L’angolo di Michele Anselmi 

C’è un modo concreto per testimoniare subito una calda vicinanza nei confronti dei giovani iraniani, soprattutto donne, che lottano nelle strade non solo di Teheran contro le becere imposizioni del governo iraniano in fatto di velo islamico e libertà individuali. Andando a vedere subito “Gli orsi non esistono” di Jafar Panahi che esce nelle sale italiane giovedì 6 ottobre, con una quarantina di copie, targato Academy Two. Presentato in concorso alla Mostra di Venezia, dove è stato premiato con il Premio speciale della giura, il film è stato girato segretamente dal regista 62enne purtroppo rinchiuso in carcere dallo scorso luglio, in attuazione di una condanna a sei anni di reclusione comminata tempo fa.
Fa bene quindi il distributore italiano a organizzare una serata speciale “con la speranza di aiutare a comprendere la situazione attuale in Iran e la condizione del regista iraniano”: succede proprio giovedì, alle 20.30, al romano cinema Nuovo Sacher di Nanni Moretti: la giornalista Francesca Gnetti di “Internazionale” e Riccardo Noury, portavoce di Amnesty International Italia, introdurranno la proiezione della versione originale sottotitolata del film. E naturalmente si parlerà delle sventurate Mahsa Amini e Hadis Najafi uccise dalla furia della cosiddetta “Polizia morale”, anche della nostra connazionale Alessia Piperno arrestata qualche giorno fa, forse per gli stessi motivi.
Poi, certo, c’è il film. Il titolo, appunto “Gli orsi non esistono”, richiama una battuta che echeggia a un certo punto a proposito di una leggenda: “Non ci sono orsi da queste parti, la nostra paura dà potere agli altri”. Ne consegue che bisogna ribellarsi, conservare la propria dignità, non farsi calpestare da un regime occhiuto e ambiguo di natura teocratica.
In Turchia si sta girando di nascosto un film che forse non è solo un film: un uomo e una donna iraniani aspettano due passaporti falsi, si direbbe rubati a turisti stranieri e modificati nelle foto, per scappare alla volta della Francia. La scena per strada viene interrotta, non piace allo stesso Panahi, nel ruolo di sé stesso, che segue le riprese al computer da un remoto villaggio rurale iraniano ai confini con la Turchia.
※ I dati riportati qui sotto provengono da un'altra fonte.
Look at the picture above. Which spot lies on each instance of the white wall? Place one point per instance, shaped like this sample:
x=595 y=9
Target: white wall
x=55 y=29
Anche lui, riparato lì per sfuggire all’arresto, ha i suoi problemi con la piccola comunità locale. Un trentenne geloso l’accusa di aver scattato una fotografia che rivela il tradimento subito dalla sua fidanzata, lui giura di non aver fatto nulla del genere, ma l’arcaica tradizione locale impone una specie di rito pubblico per chiudere “l’incidente”. Paziente e ben disposto verso quella gente, Panahi mostra tutti i suoi scatti fotografici, ma non basta ancora allo “sceriffo” locale; e intanto tutto sembra volgere al peggio, sia in Turchia per i due fuggitivi, sia in quella piccola comunità scossa da colpi di fucile.
La doppia storia va letta in una dimensione simbolica, direi metacinematografica, anche se Panahi usa un registro realistico nel raccontare le due situazioni che finiscono col riverberarsi l’una nell’altra, con digressioni anche di sapore etnoantropologico. Alla fine, nel film, gli eventi drammatici consigliano al regista di scappare a bordo del suo Suv per non trovarsi nei guai: ma – ecco il dilemma morale agitato – si può sempre sfuggire alle proprie responsabilità?
Il precedente “Tre volti” forse era venuto meglio, ma anche questo “Gli orsi non esistono”, una volta ben capito il dispositivo drammaturgico adottato, si dispiega come un’affettuosa, amarissima, cine-lettera di Panahi al suo tormentato Paese.